Zagadnienia, które były wykorzystywane w procesie interpretowania elementów otaczającej rzeczywistości przy użyciu symboliki obejmowały następujące tematy:

  • ja – analiza swojej osoby w kontekście rzeczywistości konkretnej bądź wymarzonej;
  • wnętrze – analiza wnętrza, w którym przebywam, w którym chciałabym być, albo to, co we mnie;
  • ściana – oddzielenie środowiska zewnętrznego od wewnętrznego, przegroda dzieląca przestrzeń;
  • twarz – jako najbardziej indywidualna część ciała, element tożsamości człowieka (zajęcia oparte na pracy z modelem);
  • przedmiot – wymyślony, ulubiony, zaprojektowany; używanie gotowego przedmiotu, który dzięki interwencji otrzymuje nową silę działania.

Za postawę relacji pomiędzy mną a wychowankami uznałam otwarty dialog, który pozwala na wyraźne określenie swojego stanowiska i punktu widzenia oraz wyrażania opinii o dokonaniach innych uczestników warsztatów.

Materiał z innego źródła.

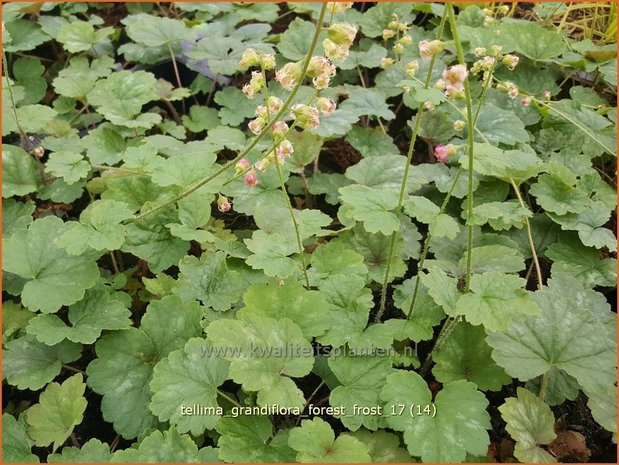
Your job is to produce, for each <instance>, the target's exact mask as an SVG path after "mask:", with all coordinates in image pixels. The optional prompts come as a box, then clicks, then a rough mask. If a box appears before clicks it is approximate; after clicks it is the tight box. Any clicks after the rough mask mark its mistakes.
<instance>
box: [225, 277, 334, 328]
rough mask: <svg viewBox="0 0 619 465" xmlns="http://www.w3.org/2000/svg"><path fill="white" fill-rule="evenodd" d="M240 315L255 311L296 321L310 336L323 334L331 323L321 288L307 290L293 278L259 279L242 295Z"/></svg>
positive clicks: (330, 318) (249, 313)
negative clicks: (313, 290) (320, 292)
mask: <svg viewBox="0 0 619 465" xmlns="http://www.w3.org/2000/svg"><path fill="white" fill-rule="evenodd" d="M243 301H244V302H245V307H244V308H242V309H241V310H240V311H239V312H238V313H237V315H238V316H239V317H242V316H243V315H252V316H253V315H255V316H263V317H268V318H274V319H278V320H279V319H282V318H286V319H289V320H291V321H292V322H294V323H295V324H296V325H297V326H299V328H301V331H303V335H304V336H305V337H306V338H307V339H311V338H312V337H317V336H321V335H322V334H323V333H324V332H325V331H326V330H327V329H328V328H329V327H330V326H331V325H332V324H333V320H332V316H331V315H330V314H329V306H328V304H327V301H326V300H325V299H324V297H323V296H322V295H321V293H320V292H318V291H308V290H306V289H305V288H304V287H303V286H301V284H299V283H298V282H297V281H294V280H292V279H288V280H286V281H285V282H284V283H281V282H280V283H277V282H275V281H271V282H269V283H257V284H253V285H252V286H250V287H249V289H247V292H246V293H245V295H244V297H243Z"/></svg>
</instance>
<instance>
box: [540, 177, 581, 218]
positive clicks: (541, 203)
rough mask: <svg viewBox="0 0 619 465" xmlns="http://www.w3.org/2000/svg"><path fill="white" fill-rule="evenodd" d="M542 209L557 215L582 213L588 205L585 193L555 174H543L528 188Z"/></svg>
mask: <svg viewBox="0 0 619 465" xmlns="http://www.w3.org/2000/svg"><path fill="white" fill-rule="evenodd" d="M529 192H530V193H531V194H532V195H533V196H535V198H536V200H537V203H538V204H539V205H540V206H541V207H542V208H544V210H546V211H548V212H552V213H556V214H557V215H565V214H566V213H582V212H583V211H585V210H586V209H587V207H588V197H587V193H586V192H584V191H582V190H581V189H579V188H577V187H575V186H574V185H570V184H568V183H566V182H565V181H563V179H561V178H560V177H559V176H557V175H555V174H543V175H541V176H540V177H539V178H537V183H535V184H533V185H532V186H531V187H530V188H529Z"/></svg>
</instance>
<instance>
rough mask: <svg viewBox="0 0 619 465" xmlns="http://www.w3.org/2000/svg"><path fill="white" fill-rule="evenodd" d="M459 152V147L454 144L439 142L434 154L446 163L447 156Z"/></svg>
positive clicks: (447, 157) (448, 156) (441, 161)
mask: <svg viewBox="0 0 619 465" xmlns="http://www.w3.org/2000/svg"><path fill="white" fill-rule="evenodd" d="M457 152H458V149H457V148H456V146H455V145H453V144H446V145H445V144H439V145H437V146H436V147H434V156H435V157H436V159H437V160H438V162H439V163H445V162H446V161H447V158H449V157H450V156H452V155H455V154H456V153H457Z"/></svg>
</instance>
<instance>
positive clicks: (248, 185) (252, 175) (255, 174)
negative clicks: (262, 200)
mask: <svg viewBox="0 0 619 465" xmlns="http://www.w3.org/2000/svg"><path fill="white" fill-rule="evenodd" d="M243 182H244V183H245V185H246V186H247V187H256V186H257V185H258V176H257V175H256V172H255V171H254V170H251V171H249V172H248V173H247V174H246V175H245V177H244V178H243Z"/></svg>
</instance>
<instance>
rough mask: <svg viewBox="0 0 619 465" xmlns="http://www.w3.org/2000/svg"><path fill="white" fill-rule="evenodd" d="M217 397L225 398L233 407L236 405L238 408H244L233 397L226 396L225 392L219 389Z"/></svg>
mask: <svg viewBox="0 0 619 465" xmlns="http://www.w3.org/2000/svg"><path fill="white" fill-rule="evenodd" d="M217 395H218V396H220V397H223V398H224V399H226V400H227V401H228V402H230V403H231V404H232V405H236V406H237V407H242V405H241V404H239V403H238V402H237V401H236V400H234V399H233V398H232V397H230V396H229V395H228V394H226V393H225V392H223V391H220V390H219V389H217Z"/></svg>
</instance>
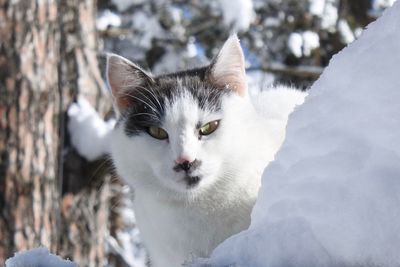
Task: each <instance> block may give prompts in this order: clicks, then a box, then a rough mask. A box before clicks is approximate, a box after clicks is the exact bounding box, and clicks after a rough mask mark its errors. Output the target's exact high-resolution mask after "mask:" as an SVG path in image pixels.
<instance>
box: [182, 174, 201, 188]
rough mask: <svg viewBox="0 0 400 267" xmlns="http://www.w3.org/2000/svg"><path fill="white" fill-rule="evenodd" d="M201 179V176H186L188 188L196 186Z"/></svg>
mask: <svg viewBox="0 0 400 267" xmlns="http://www.w3.org/2000/svg"><path fill="white" fill-rule="evenodd" d="M200 180H201V178H200V176H189V175H186V176H185V181H186V184H187V188H191V187H194V186H195V185H197V184H198V183H199V182H200Z"/></svg>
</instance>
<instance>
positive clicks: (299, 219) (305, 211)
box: [195, 3, 400, 267]
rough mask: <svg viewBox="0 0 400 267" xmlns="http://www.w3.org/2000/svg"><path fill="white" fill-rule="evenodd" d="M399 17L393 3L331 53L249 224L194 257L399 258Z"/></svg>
mask: <svg viewBox="0 0 400 267" xmlns="http://www.w3.org/2000/svg"><path fill="white" fill-rule="evenodd" d="M399 25H400V3H396V4H394V6H393V7H392V8H391V9H390V10H388V11H387V12H385V14H384V15H383V17H382V18H380V19H379V20H378V21H377V22H375V23H373V24H371V25H370V26H369V27H368V29H367V30H366V31H365V32H364V33H363V34H362V36H361V37H360V38H359V40H357V41H356V42H354V43H353V44H351V45H350V46H349V47H347V48H346V49H344V50H343V51H342V52H340V53H339V54H338V55H337V56H335V57H334V58H333V59H332V61H331V63H330V65H329V66H328V68H327V69H326V70H325V71H324V73H323V75H322V76H321V77H320V79H319V80H318V81H317V82H316V83H315V84H314V85H313V87H312V88H311V91H310V94H309V96H308V97H307V99H306V101H305V103H304V104H303V105H302V106H301V107H300V108H299V109H298V110H297V111H295V112H294V113H293V114H292V116H291V117H290V119H289V121H288V128H287V136H286V140H285V142H284V145H283V147H282V148H281V150H280V152H278V154H277V156H276V159H275V161H274V162H273V163H272V164H271V165H269V167H267V169H266V170H265V172H264V175H263V185H262V188H261V190H260V193H259V198H258V201H257V203H256V206H255V208H254V210H253V213H252V223H251V226H250V228H249V229H248V230H247V231H244V232H242V233H240V234H238V235H236V236H233V237H231V238H229V239H228V240H226V241H225V242H224V243H223V244H221V245H220V246H219V247H218V248H217V249H216V250H215V251H214V252H213V254H212V256H211V258H210V259H209V260H205V261H204V262H202V263H201V264H199V265H195V266H203V265H202V264H205V263H207V264H209V265H207V266H253V267H256V266H398V265H399V263H400V254H399V253H398V248H399V247H400V236H399V232H400V210H399V206H400V199H399V192H400V181H399V175H400V167H399V164H398V162H399V160H400V143H399V142H398V136H399V135H400V127H399V125H400V119H399V118H400V109H399V104H398V103H399V102H400V92H399V90H398V89H399V88H400V81H399V79H398V67H399V62H400V47H399V46H398V43H399V40H400V26H399ZM204 266H205V265H204Z"/></svg>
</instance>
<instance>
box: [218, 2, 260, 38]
mask: <svg viewBox="0 0 400 267" xmlns="http://www.w3.org/2000/svg"><path fill="white" fill-rule="evenodd" d="M219 2H220V5H221V10H222V16H223V19H224V24H225V25H227V26H230V27H232V28H231V30H232V32H241V31H247V30H248V29H249V27H250V24H251V23H252V21H253V20H254V8H253V1H251V0H219Z"/></svg>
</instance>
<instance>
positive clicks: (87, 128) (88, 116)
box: [67, 97, 115, 161]
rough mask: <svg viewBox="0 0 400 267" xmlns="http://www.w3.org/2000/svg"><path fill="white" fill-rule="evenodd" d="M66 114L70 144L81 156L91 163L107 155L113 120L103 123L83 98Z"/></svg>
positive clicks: (114, 123)
mask: <svg viewBox="0 0 400 267" xmlns="http://www.w3.org/2000/svg"><path fill="white" fill-rule="evenodd" d="M67 114H68V132H69V135H70V139H71V143H72V145H73V146H74V147H75V148H76V150H77V151H78V152H79V154H80V155H81V156H83V157H84V158H86V159H87V160H90V161H92V160H95V159H97V158H99V157H101V156H103V155H105V154H108V153H109V136H110V134H111V132H112V129H113V128H114V125H115V120H114V119H111V120H109V121H107V122H105V121H104V120H103V119H102V118H101V117H100V116H99V114H98V113H97V112H96V110H95V109H94V108H93V107H92V106H91V105H90V103H89V102H88V101H87V100H86V99H85V98H83V97H80V98H79V99H78V102H77V103H73V104H72V105H71V106H70V107H69V109H68V113H67Z"/></svg>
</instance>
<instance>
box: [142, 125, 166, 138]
mask: <svg viewBox="0 0 400 267" xmlns="http://www.w3.org/2000/svg"><path fill="white" fill-rule="evenodd" d="M147 132H148V133H149V135H150V136H152V137H154V138H156V139H159V140H164V139H167V138H168V133H167V132H166V131H165V130H164V129H162V128H160V127H157V126H151V127H149V129H148V130H147Z"/></svg>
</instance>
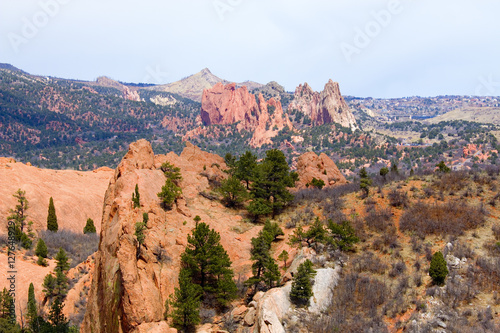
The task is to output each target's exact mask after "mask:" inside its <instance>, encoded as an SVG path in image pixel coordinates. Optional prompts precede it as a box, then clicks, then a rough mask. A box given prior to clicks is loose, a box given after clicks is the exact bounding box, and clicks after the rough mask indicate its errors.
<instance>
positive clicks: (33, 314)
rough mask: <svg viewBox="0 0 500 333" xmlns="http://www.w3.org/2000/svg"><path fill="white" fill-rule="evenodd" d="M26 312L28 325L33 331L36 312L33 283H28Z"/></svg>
mask: <svg viewBox="0 0 500 333" xmlns="http://www.w3.org/2000/svg"><path fill="white" fill-rule="evenodd" d="M26 311H27V313H26V318H27V320H28V324H29V325H30V328H31V329H32V330H33V331H35V326H36V318H37V317H38V310H37V307H36V298H35V287H34V286H33V283H30V286H29V288H28V304H27V305H26Z"/></svg>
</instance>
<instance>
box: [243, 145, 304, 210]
mask: <svg viewBox="0 0 500 333" xmlns="http://www.w3.org/2000/svg"><path fill="white" fill-rule="evenodd" d="M255 171H256V173H255V177H254V183H253V186H252V190H251V193H252V196H253V197H254V199H263V200H266V201H267V202H268V204H269V206H270V207H271V212H272V215H273V218H274V216H275V214H276V213H277V212H278V210H280V209H282V208H283V207H284V206H285V205H286V204H288V203H289V202H290V201H292V200H293V195H292V194H291V193H290V192H289V191H288V187H293V186H295V181H297V179H298V175H297V174H296V173H294V172H290V167H289V166H288V163H287V161H286V157H285V155H284V154H283V152H282V151H280V150H278V149H271V150H268V151H266V157H265V158H264V160H263V161H262V163H261V164H258V165H257V167H256V168H255ZM259 205H260V204H259ZM254 212H255V210H254Z"/></svg>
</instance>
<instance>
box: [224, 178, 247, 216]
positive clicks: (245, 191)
mask: <svg viewBox="0 0 500 333" xmlns="http://www.w3.org/2000/svg"><path fill="white" fill-rule="evenodd" d="M217 191H218V192H219V193H221V194H222V202H223V203H224V205H225V206H226V207H230V208H232V207H238V206H241V204H242V203H243V201H244V200H245V199H246V198H247V197H248V193H247V191H246V189H245V186H243V185H241V181H240V180H239V179H238V178H236V177H235V176H229V178H228V179H225V180H223V181H222V183H221V186H220V187H219V188H218V189H217Z"/></svg>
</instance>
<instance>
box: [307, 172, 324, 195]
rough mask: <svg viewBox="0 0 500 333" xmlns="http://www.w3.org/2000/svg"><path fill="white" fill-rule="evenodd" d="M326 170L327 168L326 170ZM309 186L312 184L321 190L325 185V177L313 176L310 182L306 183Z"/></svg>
mask: <svg viewBox="0 0 500 333" xmlns="http://www.w3.org/2000/svg"><path fill="white" fill-rule="evenodd" d="M325 171H326V170H325ZM306 186H307V187H309V186H312V187H316V188H319V189H320V190H321V189H322V188H323V187H324V186H325V181H324V180H323V179H316V178H315V177H313V179H312V180H311V182H310V183H307V184H306Z"/></svg>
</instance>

Nadmieniam, że projekt ten może mieć istotne znaczenie dla przestrzeni twórczej resocjalizacji oraz dla przestrzeni sztuki i arteterapii. Dla resocjalizacji – będąc metodą rozwijającą zdolności oraz umożliwiającą redukcję napięć wewnętrznych – może stać się powszechnie akceptowaną i uznaną formą pracy terapeutycznej. Jako sztuka – może uzyskać rangę ważniejszej, istotniejszej, mającej nie tylko wartość ekspresyjną „najbardziej przejmujących momentów ludzkiej kondycji”, ale także jako źródło wiedzy, która powstaje w jej polu wytwarzania i może być wykorzystywana w innych polach ludzkiej działalności. Pedagogika resocjalizacyjna czerpie przesłanki teoretyczne przede wszystkim z nauk filozoficznych i psychologicznych, próbując jednocześnie na gruncie adaptowanych teorii konstruować własne koncepcje wyjaśniające mechanizmy nieprzystosowania społecznego, patologii społecznych i indywidualnych oraz innych rozmaitych form zaburzeń w zachowaniu i funkcjonowaniu ludzi a będących przedmiotem jej zainteresowania. Chodzi przede wszystkim o to, aby osoby resocjalizujące wykorzystywały również doświadczenia i spostrzeżenia, których autorami są artyści. Są to bowiem autorzy społecznie użytecznej wiedzy.